Le crépuscule m’a dégrisé. Je me suis arrêté brusquement, effrayé de me sentir si loin. Au crépuscule le mirage meurt. L’horizon s’est déshabillé de sa pompe, de ses palais, de ses vêtements sacerdotaux. C’est un horizon de désert.

«Tu es bien avancé! La nuit va te prendre, tu devras attendre le jour, et demain tes traces seront effacées et tu ne seras plus nulle part.

– Alors autant marcher encore droit devant moi… À quoi bon faire encore demi-tour? Je ne veux plus do

– Où as-tu vu la mer? Tu ne l’atteindras d’ailleurs jamais. Trois cents kilomètres sans doute t’en séparent. Et Prévot guette près du Simoun! Et il a, peut-être, été aperçu par une caravane…»

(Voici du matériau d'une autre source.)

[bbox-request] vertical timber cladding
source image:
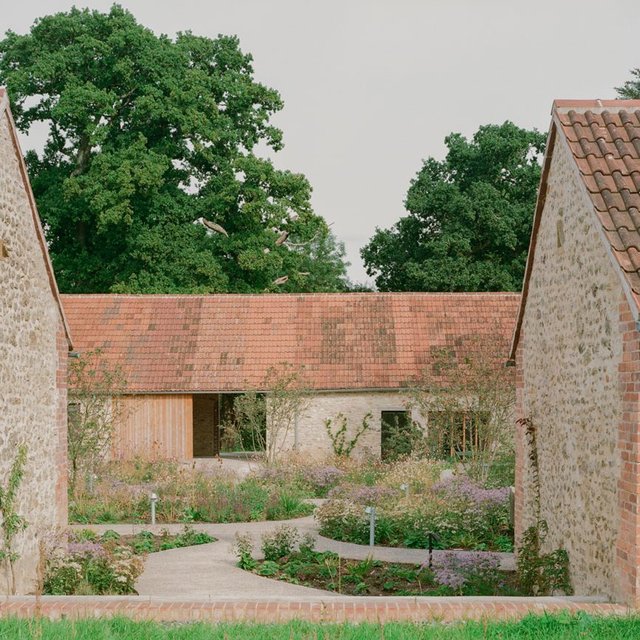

Oui, je vais revenir, mais je vais d’abord appeler les hommes:

«Ohé!»

Cette planète, bon Dieu, elle est cependant habitée…

«Ohé! les hommes!…»

Je m’enroue. Je n’ai plus de voix. Je me sens ridicule de crier ainsi… Je lance une fois encore:

«Les hommes!»

Ça rend un son emphatique et prétentieux.

Et je fais demi-tour.

Après deux heures de marche, j’ai aperçu les flammes que Prévot, qui s’épouvantait de me croire perdu, jette vers le ciel. Ah!… cela m’est tellement indifférent…

Encore une heure de marche… Encore cinq cents mètres. Encore cent mètres. Encore cinquante.

«Ah!»

Je me suis arrêté stupéfait. La joie va m’inonder le cœur et j’en contiens la violence. Prévot, illuminé par le brasier, cause avec deux Arabes adossés au moteur. Il ne m’a pas encore aperçu. Il est trop occupé par sa propre joie. Ah! si j’avais attendu comme lui…, je serais déjà délivré! Je crie joyeusement:

«Ohé!»

Les deux Bédouins sursautent et me regardent. Prévot les quitte et s’avance seul au-devant de moi. J’ouvre les bras. Prévot me retient par le coude, j’allais donc tomber? Je lui dis:

«Enfin, ça y est.

– Quoi?

– Les Arabes!

– Quels Arabes?

– Les Arabes qui sont là, avec vous!…»

Prévot me regarde drôlement, et j’ai l’impression qu’il me confie, à contrecœur, un lourd secret:

«Il n’y a point d’Arabes…»

Sans doute, cette fois, je vais pleurer.